In today’s show we’ll be speaking with two experts in the field of brain-machine interfaces. Our first guest, Charles Higgins from the University of Arizona tells us how he uses insects to control robot motion and how they might be used in the future to develop new biological sensors for artificial systems.
We then speak with Steve Potter from the Georgia Institute of Technology. Instead of taking a fully developed brain and connecting it to a robot, he grows neural circuitry in a Petri-dish and interfaces it with robots, with the ambition to discover how we learn and memorize.
Charles Higgins
Charles Higgins is associate professor and leader of the Higgins Lab at the University of Arizona. Though he started as an electrical engineer, his fascination with the natural world has led him to study insect vision and visual processing, and to try to meld together the worlds of robotics and biology. This fascination and his interest to share it with others brings him every year to the Neuromorphic Engineering Workshop in Telluride, Colorado, where he met our interviewer Adam and took him dragonfly-hunting!
Higgins first tells us about his experiments with natural systems such as dragonflies, and how he’s learning about how their brains work in the hope of applying some of the concepts of neurobiology to engineering systems. He then talks about his most recent work in trying to use the amazing visual system of a dragonfly as a sensor to control a robot, and in turn to provide motion stimulus back to the dragonfly in a closed-loop system. He finishes by telling us a bit about the future in which we will design insect-inspired robots, or even have insects built-in to them directly!
Steve Potter
Steve Potter is the Director of the Potter Group which is part of the Laboratory for NeuroEngineering, a collective research unit shared between Emory University and the Georgia Institute of Technology. To understand how the neurocircuitry in the brain can lead to learning and memory, he’s been growing neural circuits in Petri-dishes and hooking them up to the sensors and actuators of robots. The embodiment provides the stimulus needed for the brain to develop. Because the neurons are in a dish, they can easily be monitored over time, providing a close-up sneak peak into the brain activity.

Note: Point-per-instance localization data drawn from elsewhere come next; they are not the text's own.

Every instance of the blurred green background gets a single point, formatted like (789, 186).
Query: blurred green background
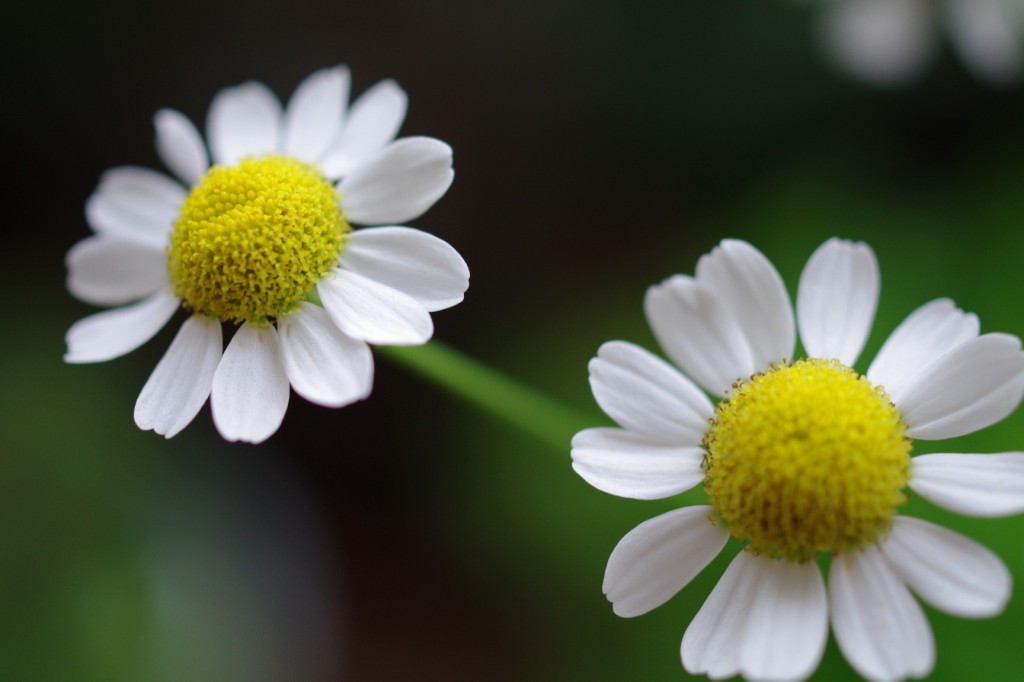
(601, 145)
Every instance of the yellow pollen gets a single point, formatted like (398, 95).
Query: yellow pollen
(807, 458)
(253, 240)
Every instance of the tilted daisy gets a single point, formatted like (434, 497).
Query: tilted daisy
(261, 242)
(801, 460)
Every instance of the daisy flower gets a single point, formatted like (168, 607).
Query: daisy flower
(891, 41)
(261, 242)
(803, 459)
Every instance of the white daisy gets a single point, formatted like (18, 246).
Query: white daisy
(262, 239)
(802, 459)
(892, 41)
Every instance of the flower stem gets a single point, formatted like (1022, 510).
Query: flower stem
(502, 396)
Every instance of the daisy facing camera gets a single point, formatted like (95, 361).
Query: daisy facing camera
(262, 241)
(803, 460)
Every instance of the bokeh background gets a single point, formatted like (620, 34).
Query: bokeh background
(601, 145)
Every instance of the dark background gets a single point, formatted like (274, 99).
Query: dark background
(600, 146)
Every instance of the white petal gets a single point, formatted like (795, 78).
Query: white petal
(373, 123)
(929, 332)
(398, 183)
(881, 41)
(315, 113)
(788, 623)
(971, 484)
(658, 558)
(371, 311)
(645, 394)
(109, 270)
(627, 464)
(988, 37)
(697, 333)
(410, 260)
(731, 320)
(837, 300)
(951, 572)
(324, 365)
(879, 626)
(244, 120)
(250, 387)
(713, 642)
(107, 335)
(180, 146)
(749, 285)
(135, 204)
(179, 386)
(973, 386)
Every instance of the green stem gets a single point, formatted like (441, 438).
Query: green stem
(517, 403)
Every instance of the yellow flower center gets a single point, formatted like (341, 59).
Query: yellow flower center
(807, 458)
(252, 240)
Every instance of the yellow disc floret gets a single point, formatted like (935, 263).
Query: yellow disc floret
(252, 240)
(807, 458)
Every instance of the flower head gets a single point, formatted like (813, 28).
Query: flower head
(891, 41)
(262, 242)
(802, 460)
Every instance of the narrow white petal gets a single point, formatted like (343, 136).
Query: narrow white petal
(398, 183)
(881, 41)
(410, 260)
(109, 334)
(837, 300)
(971, 484)
(180, 146)
(731, 320)
(951, 572)
(324, 365)
(244, 120)
(179, 386)
(713, 642)
(974, 385)
(788, 623)
(110, 270)
(881, 629)
(658, 558)
(747, 284)
(373, 123)
(697, 333)
(250, 388)
(627, 464)
(315, 113)
(929, 332)
(135, 204)
(371, 311)
(645, 394)
(988, 37)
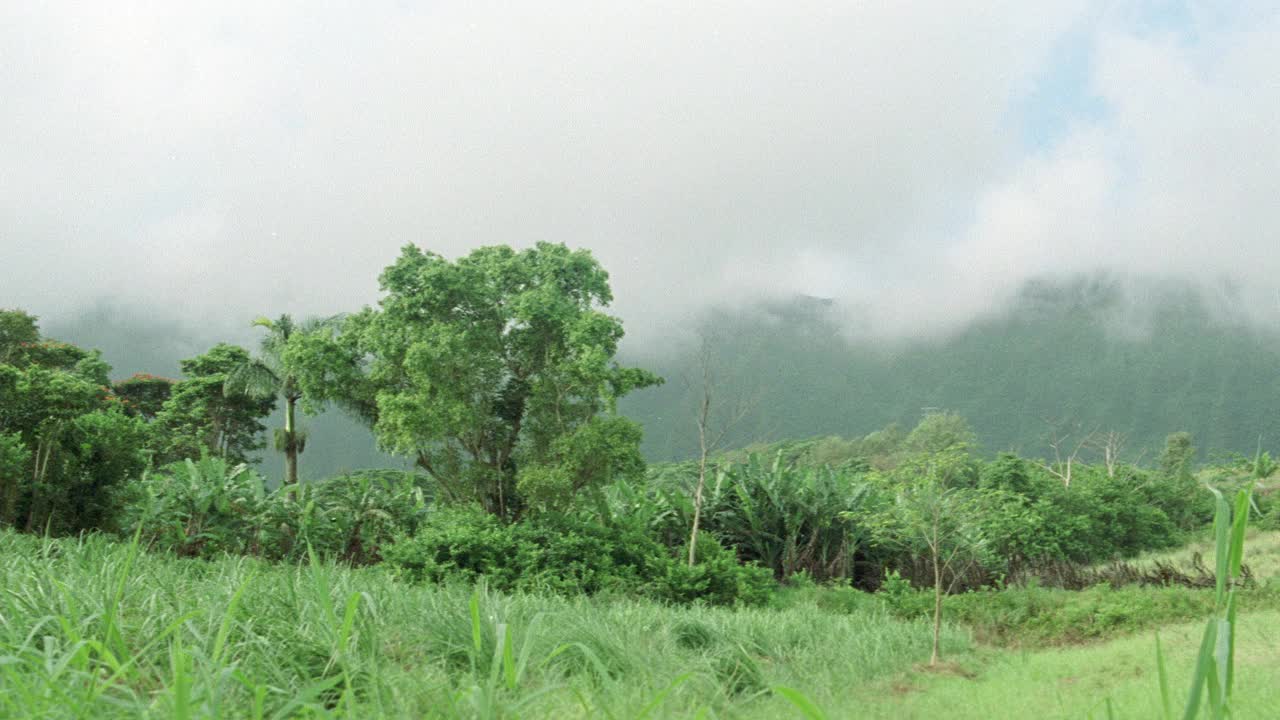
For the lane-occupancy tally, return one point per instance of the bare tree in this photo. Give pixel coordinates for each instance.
(1109, 443)
(1065, 452)
(712, 427)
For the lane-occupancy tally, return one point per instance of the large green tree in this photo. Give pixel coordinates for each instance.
(201, 418)
(65, 442)
(272, 374)
(496, 373)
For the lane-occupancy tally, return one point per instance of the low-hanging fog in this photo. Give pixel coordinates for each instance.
(204, 163)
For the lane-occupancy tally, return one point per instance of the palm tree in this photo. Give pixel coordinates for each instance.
(269, 376)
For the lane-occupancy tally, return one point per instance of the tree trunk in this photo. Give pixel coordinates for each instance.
(704, 414)
(291, 443)
(937, 609)
(698, 507)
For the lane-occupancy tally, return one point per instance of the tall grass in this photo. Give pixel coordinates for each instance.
(91, 628)
(1215, 662)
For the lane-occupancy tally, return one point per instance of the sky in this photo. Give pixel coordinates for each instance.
(917, 162)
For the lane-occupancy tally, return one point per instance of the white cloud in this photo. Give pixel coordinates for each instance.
(234, 159)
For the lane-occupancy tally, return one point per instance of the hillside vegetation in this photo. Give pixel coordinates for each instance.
(1065, 359)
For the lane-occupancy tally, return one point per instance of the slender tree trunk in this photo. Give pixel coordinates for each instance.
(702, 472)
(936, 551)
(291, 445)
(937, 610)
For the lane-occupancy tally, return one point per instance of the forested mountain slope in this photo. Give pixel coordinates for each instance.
(1093, 354)
(1088, 354)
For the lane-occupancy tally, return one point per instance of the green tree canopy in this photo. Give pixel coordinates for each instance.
(201, 419)
(65, 442)
(496, 373)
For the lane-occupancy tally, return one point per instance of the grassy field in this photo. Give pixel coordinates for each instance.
(1079, 682)
(91, 628)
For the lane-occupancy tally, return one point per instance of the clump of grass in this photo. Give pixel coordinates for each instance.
(1215, 664)
(92, 628)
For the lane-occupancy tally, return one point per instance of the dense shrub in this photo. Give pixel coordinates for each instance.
(566, 555)
(210, 506)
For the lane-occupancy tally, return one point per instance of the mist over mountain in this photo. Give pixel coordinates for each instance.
(1092, 352)
(1095, 352)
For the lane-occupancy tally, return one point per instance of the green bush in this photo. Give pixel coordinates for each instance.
(570, 555)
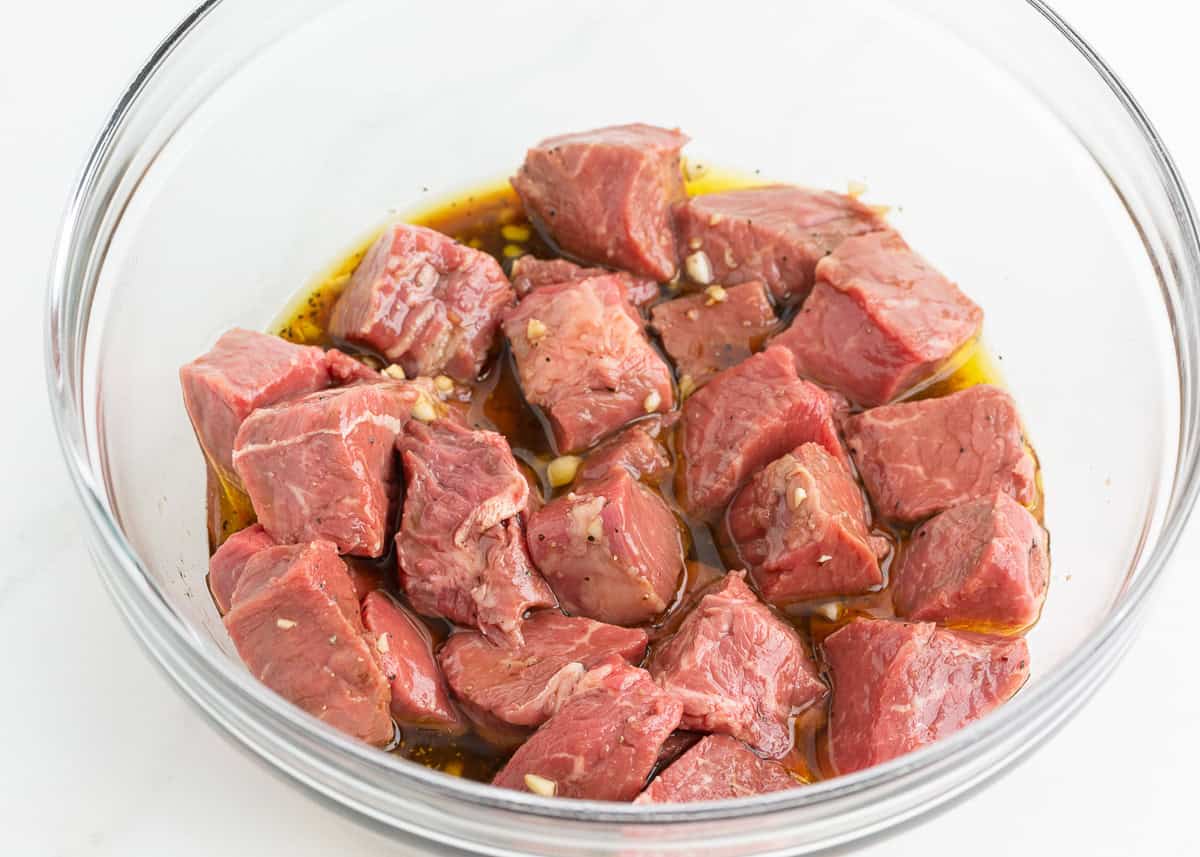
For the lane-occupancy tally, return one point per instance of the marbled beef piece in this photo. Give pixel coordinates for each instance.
(603, 742)
(777, 234)
(323, 466)
(713, 330)
(525, 684)
(245, 370)
(802, 527)
(529, 274)
(738, 669)
(425, 301)
(918, 459)
(294, 619)
(717, 768)
(605, 196)
(880, 321)
(900, 685)
(583, 358)
(983, 563)
(405, 651)
(461, 544)
(745, 418)
(611, 550)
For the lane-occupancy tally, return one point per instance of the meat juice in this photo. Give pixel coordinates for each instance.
(491, 220)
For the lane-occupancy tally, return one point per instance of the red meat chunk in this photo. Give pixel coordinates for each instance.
(405, 651)
(229, 561)
(745, 418)
(425, 301)
(918, 459)
(244, 371)
(461, 544)
(713, 330)
(738, 669)
(322, 467)
(583, 358)
(605, 196)
(529, 274)
(880, 321)
(900, 685)
(611, 550)
(295, 623)
(717, 768)
(603, 742)
(777, 234)
(983, 563)
(801, 526)
(525, 684)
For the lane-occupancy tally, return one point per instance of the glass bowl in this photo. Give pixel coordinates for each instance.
(262, 141)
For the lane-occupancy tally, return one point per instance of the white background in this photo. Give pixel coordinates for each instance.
(99, 755)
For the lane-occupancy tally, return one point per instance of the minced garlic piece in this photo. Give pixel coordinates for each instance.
(540, 785)
(562, 469)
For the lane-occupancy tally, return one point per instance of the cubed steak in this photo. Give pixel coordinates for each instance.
(461, 545)
(900, 685)
(611, 550)
(715, 329)
(229, 561)
(777, 234)
(295, 623)
(245, 370)
(636, 449)
(983, 564)
(880, 321)
(738, 669)
(525, 684)
(801, 526)
(918, 459)
(745, 418)
(424, 301)
(529, 273)
(717, 768)
(405, 651)
(583, 358)
(605, 196)
(324, 467)
(603, 742)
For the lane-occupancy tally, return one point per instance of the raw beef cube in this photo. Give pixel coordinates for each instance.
(583, 358)
(611, 550)
(244, 371)
(777, 234)
(715, 329)
(918, 459)
(603, 742)
(461, 545)
(738, 669)
(229, 561)
(900, 685)
(425, 301)
(323, 467)
(295, 623)
(801, 526)
(637, 449)
(717, 768)
(983, 563)
(605, 196)
(525, 684)
(745, 418)
(880, 321)
(529, 274)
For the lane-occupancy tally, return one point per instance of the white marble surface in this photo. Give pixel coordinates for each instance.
(101, 756)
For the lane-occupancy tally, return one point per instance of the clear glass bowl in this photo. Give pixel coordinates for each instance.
(262, 139)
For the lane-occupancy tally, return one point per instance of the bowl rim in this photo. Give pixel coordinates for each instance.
(1104, 642)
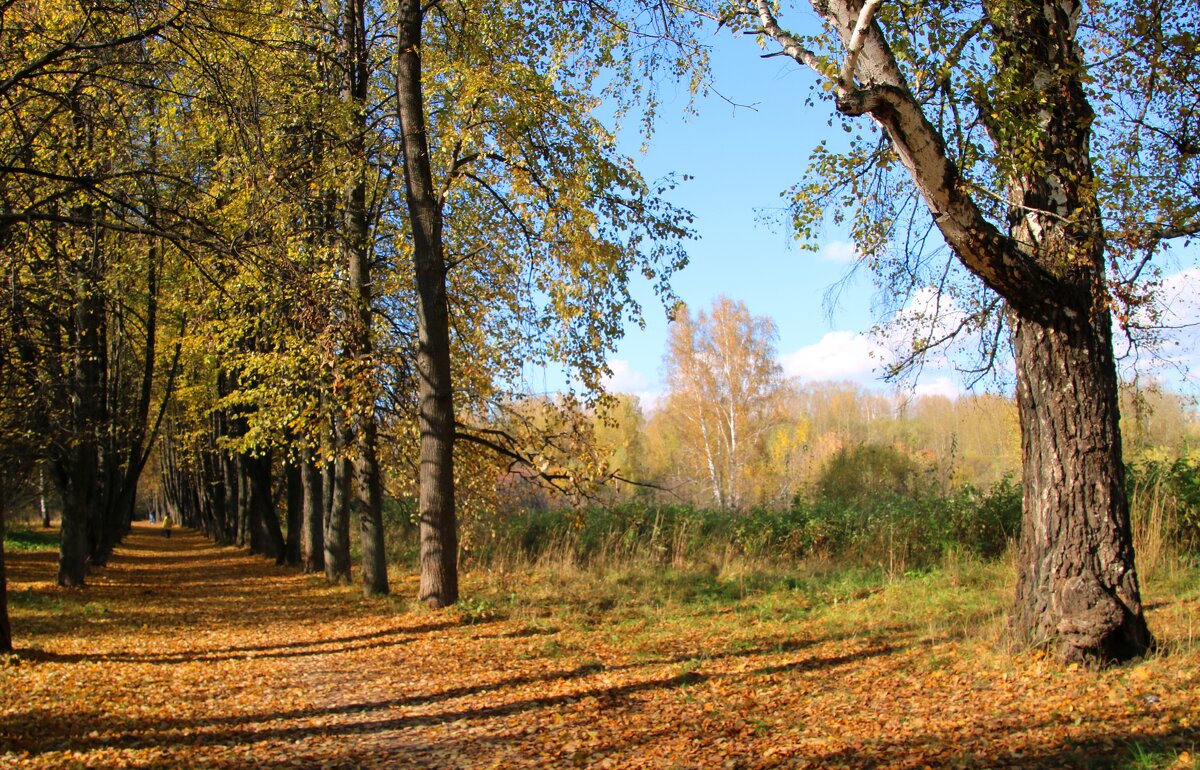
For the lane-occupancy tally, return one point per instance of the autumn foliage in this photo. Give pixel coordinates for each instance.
(187, 654)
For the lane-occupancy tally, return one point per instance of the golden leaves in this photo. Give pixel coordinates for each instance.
(208, 657)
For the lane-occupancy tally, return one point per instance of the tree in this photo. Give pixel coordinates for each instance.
(1019, 206)
(725, 390)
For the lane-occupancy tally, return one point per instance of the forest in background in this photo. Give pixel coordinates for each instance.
(276, 269)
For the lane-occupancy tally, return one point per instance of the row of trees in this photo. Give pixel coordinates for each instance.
(261, 238)
(300, 227)
(732, 432)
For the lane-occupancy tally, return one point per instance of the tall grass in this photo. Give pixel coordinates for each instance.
(892, 531)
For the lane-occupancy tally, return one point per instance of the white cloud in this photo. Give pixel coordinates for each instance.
(839, 355)
(624, 379)
(939, 386)
(843, 252)
(1180, 299)
(1170, 349)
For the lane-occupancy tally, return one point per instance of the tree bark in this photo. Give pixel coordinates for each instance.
(312, 539)
(1077, 587)
(294, 480)
(5, 626)
(337, 529)
(438, 527)
(358, 257)
(262, 519)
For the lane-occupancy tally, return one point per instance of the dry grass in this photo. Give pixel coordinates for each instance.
(185, 654)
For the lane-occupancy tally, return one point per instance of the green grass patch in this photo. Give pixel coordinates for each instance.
(31, 540)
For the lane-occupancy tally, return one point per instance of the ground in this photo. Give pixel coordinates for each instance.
(187, 654)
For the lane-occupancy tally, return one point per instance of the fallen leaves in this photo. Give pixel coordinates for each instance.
(208, 657)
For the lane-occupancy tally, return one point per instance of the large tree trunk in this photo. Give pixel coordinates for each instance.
(1077, 585)
(438, 528)
(1077, 588)
(358, 253)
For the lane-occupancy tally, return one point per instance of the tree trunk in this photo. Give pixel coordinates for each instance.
(294, 480)
(41, 497)
(5, 627)
(337, 530)
(438, 528)
(358, 253)
(312, 539)
(1077, 587)
(371, 534)
(265, 535)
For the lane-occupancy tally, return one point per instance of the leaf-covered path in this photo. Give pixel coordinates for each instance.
(187, 654)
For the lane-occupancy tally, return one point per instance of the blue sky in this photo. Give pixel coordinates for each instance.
(741, 158)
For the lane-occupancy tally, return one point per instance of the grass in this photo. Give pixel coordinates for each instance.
(19, 539)
(625, 662)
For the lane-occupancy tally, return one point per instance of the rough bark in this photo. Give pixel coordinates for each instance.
(293, 477)
(5, 627)
(263, 521)
(358, 258)
(438, 527)
(337, 527)
(312, 540)
(1077, 588)
(1077, 585)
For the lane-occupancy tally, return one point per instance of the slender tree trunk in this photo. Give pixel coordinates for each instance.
(438, 527)
(5, 627)
(358, 252)
(263, 521)
(41, 497)
(337, 530)
(313, 528)
(294, 480)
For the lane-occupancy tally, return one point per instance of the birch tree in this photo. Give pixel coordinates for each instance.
(987, 110)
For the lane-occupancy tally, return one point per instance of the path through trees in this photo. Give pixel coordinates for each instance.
(184, 653)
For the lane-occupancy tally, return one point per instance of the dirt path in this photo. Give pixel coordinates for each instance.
(186, 654)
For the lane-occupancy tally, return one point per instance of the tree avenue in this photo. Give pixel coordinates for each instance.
(275, 236)
(309, 251)
(985, 108)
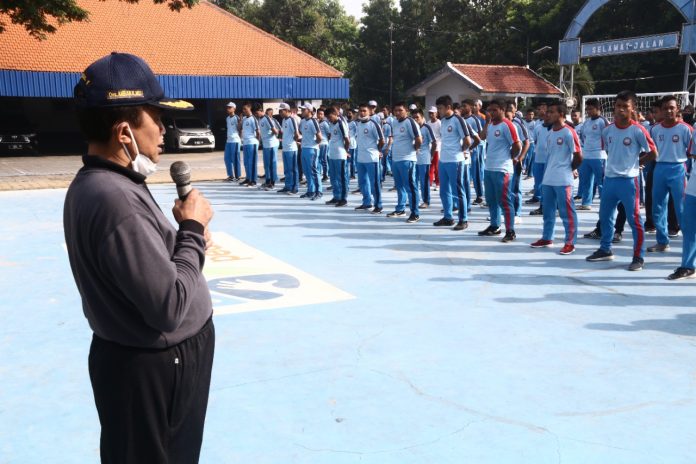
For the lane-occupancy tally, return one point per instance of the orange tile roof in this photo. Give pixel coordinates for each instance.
(507, 79)
(204, 40)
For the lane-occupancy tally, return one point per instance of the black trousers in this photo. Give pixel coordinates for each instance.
(152, 403)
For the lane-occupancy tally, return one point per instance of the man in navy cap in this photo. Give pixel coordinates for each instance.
(140, 279)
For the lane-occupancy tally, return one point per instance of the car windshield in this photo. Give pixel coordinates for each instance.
(190, 123)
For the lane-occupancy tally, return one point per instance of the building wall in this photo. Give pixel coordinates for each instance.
(451, 86)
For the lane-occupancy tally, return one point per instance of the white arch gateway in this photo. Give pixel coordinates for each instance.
(570, 48)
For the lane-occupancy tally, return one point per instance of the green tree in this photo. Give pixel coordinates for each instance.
(37, 17)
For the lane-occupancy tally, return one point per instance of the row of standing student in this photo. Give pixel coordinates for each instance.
(557, 149)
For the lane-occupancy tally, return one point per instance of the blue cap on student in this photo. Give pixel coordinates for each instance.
(121, 79)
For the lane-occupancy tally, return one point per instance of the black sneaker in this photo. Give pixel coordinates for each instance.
(601, 255)
(444, 223)
(490, 231)
(510, 236)
(595, 235)
(682, 273)
(396, 214)
(636, 264)
(461, 225)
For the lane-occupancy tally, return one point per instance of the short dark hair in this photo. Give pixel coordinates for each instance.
(560, 106)
(593, 102)
(444, 100)
(627, 96)
(96, 123)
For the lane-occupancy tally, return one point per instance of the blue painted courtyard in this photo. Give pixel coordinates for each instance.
(351, 338)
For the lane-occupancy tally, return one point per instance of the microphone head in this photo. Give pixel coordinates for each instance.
(180, 172)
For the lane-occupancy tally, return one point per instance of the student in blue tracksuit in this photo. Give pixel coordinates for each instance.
(673, 139)
(688, 225)
(591, 172)
(269, 129)
(503, 147)
(370, 140)
(339, 143)
(540, 133)
(473, 159)
(564, 157)
(512, 115)
(387, 148)
(424, 158)
(250, 145)
(455, 138)
(352, 130)
(290, 135)
(311, 138)
(232, 165)
(531, 126)
(323, 145)
(628, 146)
(406, 142)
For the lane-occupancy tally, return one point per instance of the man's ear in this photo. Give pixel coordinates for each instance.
(121, 132)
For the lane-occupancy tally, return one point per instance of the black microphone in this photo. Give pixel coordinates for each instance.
(181, 175)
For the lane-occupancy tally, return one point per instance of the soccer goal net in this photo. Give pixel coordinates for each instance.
(606, 102)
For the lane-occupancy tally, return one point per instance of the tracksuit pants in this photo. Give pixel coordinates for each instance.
(627, 191)
(310, 158)
(406, 188)
(559, 199)
(452, 189)
(339, 178)
(538, 170)
(529, 159)
(292, 176)
(669, 180)
(423, 181)
(499, 197)
(323, 160)
(516, 192)
(351, 161)
(591, 175)
(232, 165)
(251, 153)
(152, 402)
(270, 164)
(478, 165)
(370, 183)
(689, 232)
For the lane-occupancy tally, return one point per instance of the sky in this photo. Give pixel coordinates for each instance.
(353, 7)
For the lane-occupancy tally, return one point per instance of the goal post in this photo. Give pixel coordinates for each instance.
(645, 100)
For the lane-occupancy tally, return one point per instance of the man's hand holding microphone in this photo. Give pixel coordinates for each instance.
(191, 203)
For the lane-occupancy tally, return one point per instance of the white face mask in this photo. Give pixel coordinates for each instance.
(141, 164)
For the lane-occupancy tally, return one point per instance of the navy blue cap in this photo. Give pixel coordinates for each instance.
(121, 79)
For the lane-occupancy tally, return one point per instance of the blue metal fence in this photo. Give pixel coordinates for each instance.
(60, 85)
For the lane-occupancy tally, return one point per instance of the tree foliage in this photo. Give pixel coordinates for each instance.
(41, 18)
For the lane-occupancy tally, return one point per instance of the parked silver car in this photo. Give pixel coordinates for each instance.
(187, 133)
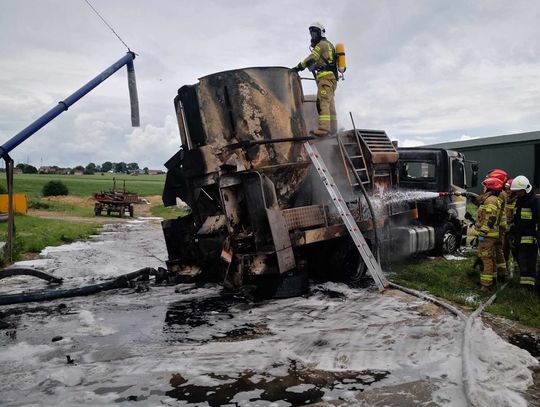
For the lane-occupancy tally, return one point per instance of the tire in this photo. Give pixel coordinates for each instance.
(446, 240)
(294, 284)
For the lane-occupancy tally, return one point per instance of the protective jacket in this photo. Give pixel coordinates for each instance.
(503, 224)
(527, 219)
(322, 60)
(510, 210)
(488, 216)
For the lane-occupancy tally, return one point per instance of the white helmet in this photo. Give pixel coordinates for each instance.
(519, 183)
(318, 26)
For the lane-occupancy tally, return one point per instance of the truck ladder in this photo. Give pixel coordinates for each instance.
(372, 265)
(354, 159)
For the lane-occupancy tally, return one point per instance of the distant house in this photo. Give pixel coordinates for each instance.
(46, 169)
(518, 154)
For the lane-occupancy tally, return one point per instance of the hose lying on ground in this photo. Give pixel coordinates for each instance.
(20, 271)
(119, 282)
(466, 365)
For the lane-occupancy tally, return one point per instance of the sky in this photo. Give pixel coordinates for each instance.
(426, 71)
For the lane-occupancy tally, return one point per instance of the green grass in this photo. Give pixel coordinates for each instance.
(170, 212)
(34, 234)
(86, 185)
(61, 207)
(457, 281)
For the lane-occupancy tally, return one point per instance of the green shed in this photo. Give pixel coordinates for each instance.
(517, 154)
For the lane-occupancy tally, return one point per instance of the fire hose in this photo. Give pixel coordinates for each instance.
(119, 282)
(466, 367)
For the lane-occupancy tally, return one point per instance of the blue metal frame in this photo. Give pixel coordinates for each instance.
(65, 104)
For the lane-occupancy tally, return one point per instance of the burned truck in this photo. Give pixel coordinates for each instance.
(260, 215)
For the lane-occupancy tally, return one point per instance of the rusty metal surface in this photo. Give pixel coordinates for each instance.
(286, 180)
(304, 216)
(253, 104)
(318, 235)
(378, 146)
(212, 224)
(282, 241)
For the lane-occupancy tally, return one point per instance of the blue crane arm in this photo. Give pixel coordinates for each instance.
(70, 100)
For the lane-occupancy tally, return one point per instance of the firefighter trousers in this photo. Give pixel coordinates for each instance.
(500, 257)
(486, 253)
(326, 88)
(527, 256)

Robots that have been hooked up to this system include the Koala and Khepera wheeled robots from K-team and a robot artist named MEART (Multi-Electrode Array Art). MEART was built in collaboration with the SymbioticA Research Group and went on tour around the world, drawing pictures based on stimulation from its in-vitro brain and feeding back camera images of its art. After weeks of stimulation, the brain actually calms down, providing insight into the possible treatment of epilepsy.
Finally, Potter gives us his take on whether these hybrid living robots (Hybrots), or Animats are more life or machine?